Name change - For courses that are having their name changed, the following is included in the Justification - "The name of this course is being updated (previously was BLANK) to more accurately reflect the current content of the course and its place within the BS/MS programs."
Credit hours change - For courses that are having their # credit hours updated, including the following in the Justification - "The # of credit hours is being updated (will be BLANK, previously was BLANK). The previous # of credit hours was not sufficient to adequately meet all of the learning outcomes that are desired for this course."
Lab courses - For new lab courses, or for courses matched with new lab courses, put the following in the Justification - "Note that a lab course is also being added, BLANK that is 1 credit and will give the students more time to work on programs under instructor guidance."

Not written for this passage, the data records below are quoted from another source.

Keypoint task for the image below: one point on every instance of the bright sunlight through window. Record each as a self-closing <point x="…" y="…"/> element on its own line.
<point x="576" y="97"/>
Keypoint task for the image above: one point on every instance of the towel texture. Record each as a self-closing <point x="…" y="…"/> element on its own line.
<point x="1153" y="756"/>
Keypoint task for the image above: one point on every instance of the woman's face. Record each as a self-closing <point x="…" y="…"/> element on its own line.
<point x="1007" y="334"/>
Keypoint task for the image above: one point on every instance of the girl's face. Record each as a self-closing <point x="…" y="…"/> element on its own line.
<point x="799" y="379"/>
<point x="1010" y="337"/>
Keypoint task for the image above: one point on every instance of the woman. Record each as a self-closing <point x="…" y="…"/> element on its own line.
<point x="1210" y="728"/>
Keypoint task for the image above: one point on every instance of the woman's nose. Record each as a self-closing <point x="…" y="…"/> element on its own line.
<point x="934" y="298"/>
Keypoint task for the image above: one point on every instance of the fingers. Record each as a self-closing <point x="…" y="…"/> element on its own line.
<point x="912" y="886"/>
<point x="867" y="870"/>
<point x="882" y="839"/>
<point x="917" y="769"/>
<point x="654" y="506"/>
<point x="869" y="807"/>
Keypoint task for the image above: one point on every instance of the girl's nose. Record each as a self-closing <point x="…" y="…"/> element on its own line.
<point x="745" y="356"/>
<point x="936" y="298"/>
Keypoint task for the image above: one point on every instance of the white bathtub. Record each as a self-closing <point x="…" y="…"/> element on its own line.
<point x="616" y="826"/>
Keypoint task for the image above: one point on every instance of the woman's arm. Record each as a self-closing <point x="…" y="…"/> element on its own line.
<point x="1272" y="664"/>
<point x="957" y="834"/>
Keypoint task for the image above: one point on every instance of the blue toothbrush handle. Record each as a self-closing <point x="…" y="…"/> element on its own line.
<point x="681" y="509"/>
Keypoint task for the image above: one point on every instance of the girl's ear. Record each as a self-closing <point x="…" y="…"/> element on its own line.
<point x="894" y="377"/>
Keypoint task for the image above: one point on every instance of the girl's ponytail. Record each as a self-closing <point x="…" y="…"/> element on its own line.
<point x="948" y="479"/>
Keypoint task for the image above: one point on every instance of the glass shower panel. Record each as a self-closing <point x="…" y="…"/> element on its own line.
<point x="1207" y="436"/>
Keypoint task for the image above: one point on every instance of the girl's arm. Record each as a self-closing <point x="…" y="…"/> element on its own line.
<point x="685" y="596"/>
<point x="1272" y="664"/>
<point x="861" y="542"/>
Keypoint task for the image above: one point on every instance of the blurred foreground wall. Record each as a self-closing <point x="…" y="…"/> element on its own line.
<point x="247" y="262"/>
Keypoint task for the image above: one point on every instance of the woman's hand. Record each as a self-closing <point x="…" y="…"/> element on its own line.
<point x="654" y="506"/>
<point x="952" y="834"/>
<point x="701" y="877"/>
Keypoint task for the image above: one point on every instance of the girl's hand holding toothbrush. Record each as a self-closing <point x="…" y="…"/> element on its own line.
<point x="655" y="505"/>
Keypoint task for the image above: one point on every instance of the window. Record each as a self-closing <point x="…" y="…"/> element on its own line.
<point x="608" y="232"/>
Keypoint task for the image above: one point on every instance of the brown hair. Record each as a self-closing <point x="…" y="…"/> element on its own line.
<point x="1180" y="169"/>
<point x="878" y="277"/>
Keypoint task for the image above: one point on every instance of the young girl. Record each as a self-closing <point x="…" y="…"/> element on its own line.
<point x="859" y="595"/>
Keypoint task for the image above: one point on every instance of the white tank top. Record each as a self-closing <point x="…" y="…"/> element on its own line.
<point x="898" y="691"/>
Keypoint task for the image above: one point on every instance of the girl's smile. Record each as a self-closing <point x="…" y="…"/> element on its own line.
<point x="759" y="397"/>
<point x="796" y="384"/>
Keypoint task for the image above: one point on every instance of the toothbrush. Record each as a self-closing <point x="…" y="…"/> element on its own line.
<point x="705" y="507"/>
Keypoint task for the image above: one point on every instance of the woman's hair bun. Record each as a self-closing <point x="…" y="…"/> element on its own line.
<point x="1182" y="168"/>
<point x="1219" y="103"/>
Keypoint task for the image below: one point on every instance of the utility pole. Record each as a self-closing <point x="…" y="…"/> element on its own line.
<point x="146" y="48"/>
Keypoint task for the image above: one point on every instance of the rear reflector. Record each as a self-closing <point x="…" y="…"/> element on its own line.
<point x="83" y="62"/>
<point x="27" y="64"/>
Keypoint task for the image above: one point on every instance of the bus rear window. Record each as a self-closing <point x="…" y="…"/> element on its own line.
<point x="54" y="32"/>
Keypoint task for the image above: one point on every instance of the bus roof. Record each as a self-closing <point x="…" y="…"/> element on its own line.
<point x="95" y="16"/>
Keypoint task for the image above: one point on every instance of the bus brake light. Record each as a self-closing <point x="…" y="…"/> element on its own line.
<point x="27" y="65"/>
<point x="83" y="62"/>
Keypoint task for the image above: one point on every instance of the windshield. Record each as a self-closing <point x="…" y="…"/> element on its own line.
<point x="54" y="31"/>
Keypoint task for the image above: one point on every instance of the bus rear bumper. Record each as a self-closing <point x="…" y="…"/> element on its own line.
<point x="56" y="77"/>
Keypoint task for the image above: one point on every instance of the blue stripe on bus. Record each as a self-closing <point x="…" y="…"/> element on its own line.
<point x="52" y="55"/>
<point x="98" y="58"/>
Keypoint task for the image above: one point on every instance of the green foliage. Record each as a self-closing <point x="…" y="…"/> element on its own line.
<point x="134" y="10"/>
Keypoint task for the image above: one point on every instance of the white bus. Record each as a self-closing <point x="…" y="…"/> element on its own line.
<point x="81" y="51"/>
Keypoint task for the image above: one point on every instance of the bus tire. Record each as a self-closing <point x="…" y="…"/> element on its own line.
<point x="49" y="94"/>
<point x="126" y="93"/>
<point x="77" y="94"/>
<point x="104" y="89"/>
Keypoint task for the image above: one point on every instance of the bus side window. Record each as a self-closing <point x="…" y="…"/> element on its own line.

Impact and Notification - Where appropriate, included the following in the Impact and Notify other Departments fields. Impact - "COURSE is required in the MAJOR major and is an option in the MAJOR major. This is a minor update to the catalog description to reflect how the course is being taught." Notification - "The DEPARTMENT(S) has (have) been notified of the update."
Prerequisite - For courses that will not require CS 201 in place of CS 202 (because CS 202 is no longer required of all concentrations), include in the Justification - "Replacing prerequisite of CS 202 with CS 201 because CS 202 will no longer be required for all concentrations in the CS BS.".